How Far Can You Go with an Engineering Undergrad Degree?

Ahmed writes:
I’m planning to transfer to Cal State Poly Pomona as an engineering major but I’m getting some conflicting info and hope you can help me sort it out. Someone with a BS from Cal State Poly Pomona told me that you can’t really do anything with an engineering degree lower than a master’s.

Is that true? I’m also trying to find out in what specialty are the engineering jobs going to coming from in the next 5-10 years. Someone else told me a mechanical engineering degree isn’t worth much more than the paper it is printed on.

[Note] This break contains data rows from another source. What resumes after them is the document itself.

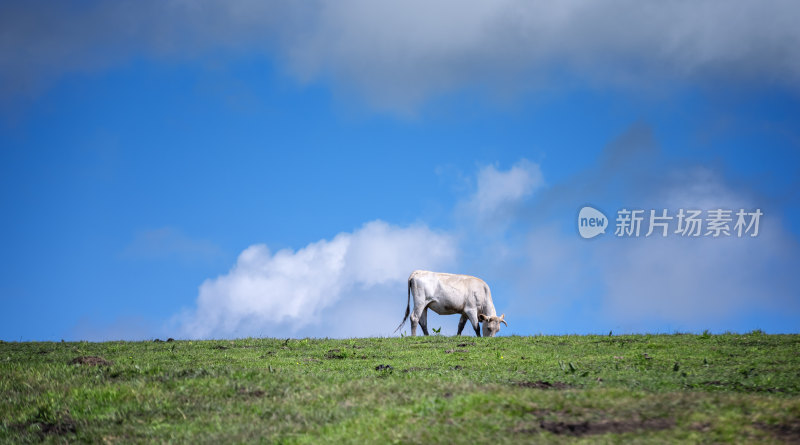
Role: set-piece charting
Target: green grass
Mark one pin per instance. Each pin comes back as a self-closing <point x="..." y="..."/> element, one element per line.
<point x="641" y="388"/>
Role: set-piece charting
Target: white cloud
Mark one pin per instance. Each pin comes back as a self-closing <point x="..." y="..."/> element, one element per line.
<point x="398" y="54"/>
<point x="292" y="292"/>
<point x="169" y="242"/>
<point x="500" y="191"/>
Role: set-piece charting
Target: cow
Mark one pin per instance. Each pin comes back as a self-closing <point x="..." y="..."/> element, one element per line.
<point x="448" y="294"/>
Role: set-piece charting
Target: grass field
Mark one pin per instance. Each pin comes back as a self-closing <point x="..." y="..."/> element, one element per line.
<point x="642" y="388"/>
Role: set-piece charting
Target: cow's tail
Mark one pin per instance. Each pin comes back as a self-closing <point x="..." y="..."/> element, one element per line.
<point x="408" y="306"/>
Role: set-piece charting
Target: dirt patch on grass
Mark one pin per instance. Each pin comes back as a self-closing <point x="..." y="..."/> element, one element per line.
<point x="787" y="432"/>
<point x="541" y="384"/>
<point x="63" y="426"/>
<point x="415" y="368"/>
<point x="335" y="354"/>
<point x="250" y="392"/>
<point x="91" y="360"/>
<point x="585" y="428"/>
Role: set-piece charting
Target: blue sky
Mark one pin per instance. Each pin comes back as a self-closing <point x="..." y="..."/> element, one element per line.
<point x="236" y="169"/>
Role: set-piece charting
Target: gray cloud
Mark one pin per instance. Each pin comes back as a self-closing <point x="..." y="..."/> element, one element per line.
<point x="398" y="54"/>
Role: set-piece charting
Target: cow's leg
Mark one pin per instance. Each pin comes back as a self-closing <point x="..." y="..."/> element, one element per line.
<point x="416" y="316"/>
<point x="423" y="321"/>
<point x="473" y="318"/>
<point x="461" y="323"/>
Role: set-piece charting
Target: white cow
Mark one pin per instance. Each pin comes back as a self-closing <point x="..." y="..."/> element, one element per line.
<point x="447" y="294"/>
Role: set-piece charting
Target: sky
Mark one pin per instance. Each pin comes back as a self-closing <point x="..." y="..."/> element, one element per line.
<point x="226" y="169"/>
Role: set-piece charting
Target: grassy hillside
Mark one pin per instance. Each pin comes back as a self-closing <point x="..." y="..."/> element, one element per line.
<point x="652" y="388"/>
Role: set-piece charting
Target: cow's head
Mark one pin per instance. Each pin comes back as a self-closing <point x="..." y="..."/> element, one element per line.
<point x="491" y="324"/>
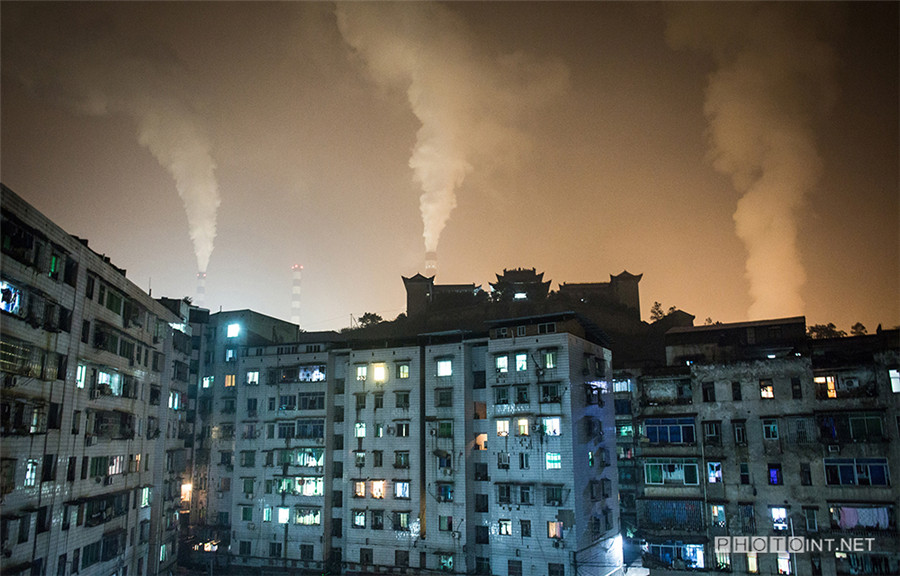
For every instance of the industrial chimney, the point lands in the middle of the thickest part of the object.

I hope you can give me some sound information.

The Career Doctor responds:
I’m not an expert on all the ins and outs of what you can do with an engineering degree but I do know the numerous specializations include mechanical engineering chemical engineering civil engineering nuclear engineering aeronautical engineering and others.

Rather than listening to rumors or opinions of other students I would do some real investigating. The best source? The faculty at Cal State Poly Pomona. Just because you are not a student there does not mean you can’t call email or set-up an appointment with an engineering faculty member and discuss these issues and concerns. You could also talk with the career resources office on campus and ask them about the types and rates of job placement recent engineering grads have had.

After that there are some great sources on the Web. For example the Occupational Outlook Handbook from the U.S. Bureau of Labor Statistics states:

“Graduate training is essential for engineering faculty positions but is not required for the majority of entry-level engineering jobs. Many engineers obtain graduate degrees in engineering or business administration to learn new technology broaden their education and enhance promotion opportunities.”

And there is a lot more information at that site so go have a look.